Texas mengeksekusi seorang pria karena menikam tetangganya secara fatal, Nak

Seorang pria yang merangkak melalui jendela sebuah rumah di San Antonio dan menikam mantan tetangganya hingga tewas ketika anak tertuanya mencoba membelanya, dieksekusi pada hari Rabu.

Luis Salazar, 38, berterima kasih kepada teman-teman dan keluarga yang mendoakannya dan meminta pengampunan atas “dosa yang saya ingat” ketika obat-obatan mematikan itu mulai berlaku. Ia dinyatakan meninggal pada pukul 18.20, sembilan menit setelah disuntik.

Salazar adalah terpidana pembunuh kedua yang dihukum mati dalam beberapa malam di Texas dan orang ke-12 yang meninggal tahun ini di negara bagian dengan hukuman mati tersibuk di AS.

Selama persidangannya, Salazar bersaksi bahwa setelah semalaman minum dan menggunakan ganja dan kokain, dia mengira dirinya berada di rumahnya sendiri pada tanggal 11 Oktober 1997, dan bahwa Martha Sanchez (28) dan ketiga anaknya adalah penyusup.

Namun, bukti menunjukkan bahwa kabel telepon di rumah sebelah tempat tinggal Salazar pernah terputus dan luka yang dialami Sanchez menunjukkan bahwa Salazar mencoba memperkosanya sebelum dia ditikam. Salazar membantah memutus saluran telepon atau percobaan pemerkosaan.

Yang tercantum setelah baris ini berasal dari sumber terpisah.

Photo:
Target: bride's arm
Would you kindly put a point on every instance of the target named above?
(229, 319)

Jeritan Sanchez membangunkan putranya yang berusia 10 tahun, Erick, dan dia berusaha membela ibunya dari penyusup yang membawa pisau. Dia ditikam di dada ketika ibunya berteriak agar dia lari keluar dan mencari bantuan.

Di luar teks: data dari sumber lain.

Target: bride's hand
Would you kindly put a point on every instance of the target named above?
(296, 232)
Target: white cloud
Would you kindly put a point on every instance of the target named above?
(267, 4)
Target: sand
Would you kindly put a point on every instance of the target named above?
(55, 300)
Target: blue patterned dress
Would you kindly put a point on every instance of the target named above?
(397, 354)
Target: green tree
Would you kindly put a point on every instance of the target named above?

Putri perempuan tersebut yang berusia 2 tahun sedang tidur di ranjang yang sama dan putranya yang berusia 6 bulan berada di tempat tidur bayi di dekatnya. Seorang tetangga bersaksi di persidangan bahwa dia mengganti pakaian anak berusia 2 tahun yang berada di bawah darah ibunya.

Salazar menelepon polisi pada hari itu juga dan mengatakan dia ingin menyerahkan diri.

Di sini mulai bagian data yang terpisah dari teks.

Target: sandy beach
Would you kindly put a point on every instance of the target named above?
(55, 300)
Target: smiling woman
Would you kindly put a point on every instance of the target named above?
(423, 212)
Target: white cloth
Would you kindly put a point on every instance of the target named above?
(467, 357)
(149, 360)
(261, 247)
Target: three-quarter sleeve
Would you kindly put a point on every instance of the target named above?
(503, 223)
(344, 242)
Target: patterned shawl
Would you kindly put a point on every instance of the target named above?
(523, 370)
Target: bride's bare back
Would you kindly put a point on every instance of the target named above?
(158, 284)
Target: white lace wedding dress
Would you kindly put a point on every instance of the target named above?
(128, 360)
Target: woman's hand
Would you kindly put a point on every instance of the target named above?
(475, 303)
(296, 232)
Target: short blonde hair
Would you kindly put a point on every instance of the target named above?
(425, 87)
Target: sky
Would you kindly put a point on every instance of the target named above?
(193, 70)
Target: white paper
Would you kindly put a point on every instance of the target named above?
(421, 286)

Riwayat kriminal Salazer mencakup pengakuan bersalah karena melakukan pelecehan seksual terhadap seorang siswa sekolah menengah cacat mental berusia 18 tahun empat tahun sebelum pembunuhan. Dia juga dalam masa percobaan karena menahan toko serba ada.

Pengacaranya, Richard Langlois, mengatakan hukuman sebelumnya sulit untuk diatasi dalam pikiran para juri yang diminta untuk mengampuni nyawa Salazar karena ia memiliki masa kecil yang penuh kekerasan.

Bert Richardson, mantan asisten jaksa wilayah Bexar County yang mengadili kasus tersebut, mengatakan Salazar memiliki “sejarah kekerasan”. Bukti menunjukkan dia memberikan tiket seks kepada Sanchez, yang suaminya Salazar bantu mendapatkan pekerjaan. Suaminya sedang bekerja pada malam pembunuhan itu.

Selasa malam, seorang pria Fort Worth dieksekusi karena menembak mati mantan pacarnya dan temannya lebih dari delapan tahun lalu.